Oh Wes Craven... Begiu rindu nya saya kepada film-film mu yang akhirnya membuat saya mencari film di laptop saya dan akhirnya sangat senang ketika menemukan film mu ini. Entah saya pun lupa kapan saya mendownload film ini tapi saya sangat senang ketika benar-benar menemukan film ini. Sebelum saya menonton film ini, saya pun mencari-cari di IMDB dan ranting nya kecil dan banyak bad Reviw disana. Tapi, hal ini engga bikin saya pantang mundur untuk menonton film ini.


Di awal film kita di buka dengan adegan yang langsung to the point tsadeeesssttt. Dan saya disana langsung bertany-tanya ada apaan sih ko ga ngerti, dan akhirnya di jelaskanlah oleh salah satu tokoh wkwkwk. Film ini enggak jauh dari kata ke klise-an Slasher movie, dengan sekelompok remaja yang sau persatu di bunuh dan salah satu remaja sok berkuasa dan jadi tukang bully. Well … sangat pas, tapi saya paling senang dengan konsep semua remaja yang sibunuh memiliki hari ulang tahun yang sama dan mereka lahir ketika sang pembunuh berantai Abel Plenkov mati di kota.
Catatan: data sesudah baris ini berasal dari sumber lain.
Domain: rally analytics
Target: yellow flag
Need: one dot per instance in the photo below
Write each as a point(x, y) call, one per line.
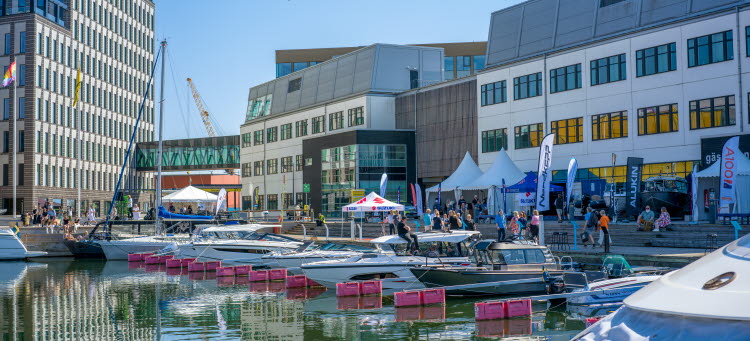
point(78, 88)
Dan mereka tinggal menunggu siapa yang menjadi reinkarnasi Abel.

Disini kostum sang pembunuh menurut aya cukup creepy dan entah mengapa suka ngagetin ketika munculnya. Jumpscaenya bekerja dengan baik dan saya kaget beberapa kali. Meski tone dari film ini tidak segelap film Scream, tapi film ini bisa memberikan keasyikan kejar-kejaran antara sang pembunuh dan yang mau di bunuh. Dengan mengusung tema dua jiwa dalam satu tubuh alias kepribadian ganda, film ini bisa dnegan baik menjelaskan konsep itu. Namun sayang, entah mengapa pengeksekusian film ini terlihat terlalu cepat dan bahkan saya kurang puas dengan penggambaran karakter di film ini dan latar belakang mereka.
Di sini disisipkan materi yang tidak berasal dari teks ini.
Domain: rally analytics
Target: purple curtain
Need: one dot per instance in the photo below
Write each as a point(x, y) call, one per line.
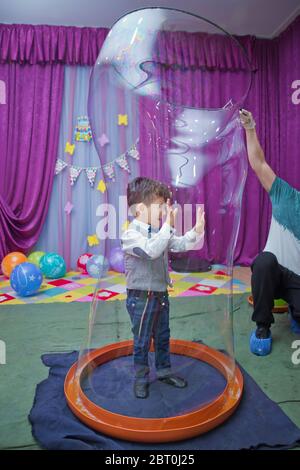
point(31, 67)
point(288, 138)
point(275, 66)
point(32, 62)
point(29, 125)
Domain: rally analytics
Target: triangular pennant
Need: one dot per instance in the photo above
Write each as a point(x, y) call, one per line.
point(74, 173)
point(91, 174)
point(59, 166)
point(123, 163)
point(109, 171)
point(133, 153)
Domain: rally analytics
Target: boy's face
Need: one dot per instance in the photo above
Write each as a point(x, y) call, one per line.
point(153, 213)
point(156, 211)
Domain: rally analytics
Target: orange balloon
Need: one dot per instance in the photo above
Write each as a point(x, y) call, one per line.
point(11, 260)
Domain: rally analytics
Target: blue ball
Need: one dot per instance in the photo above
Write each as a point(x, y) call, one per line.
point(26, 279)
point(97, 266)
point(53, 266)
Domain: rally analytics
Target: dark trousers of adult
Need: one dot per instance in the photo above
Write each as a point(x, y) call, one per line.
point(272, 281)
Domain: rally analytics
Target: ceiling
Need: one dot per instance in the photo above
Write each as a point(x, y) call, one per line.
point(263, 18)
Beberapa karakter hanya terlihat seperti penghias saja tanpa background character yang jelas. Sang pembunuh pun kurang di jelaskan background characternya mengapa kepribadian ganda itu muncul. Meski film ini tidak terlalu sadis tapi cukup menghibur dengan adegan tusuk menusuknya. Dan Entah kenapa tebakan saya mengenai sang pembunuh salah disini, dan twist endingnya menurut saya cukup bagus.

Overall, film ini cukup menghibur untuk yang menyukai slasher ringan seperti saya (saya mah suka slaher apa ajah wkwkwk ). Meski ini bagus, jika di bandingkan dengan film Wes Craven lainnya, mungkin film ini merupakan film terselemahnya.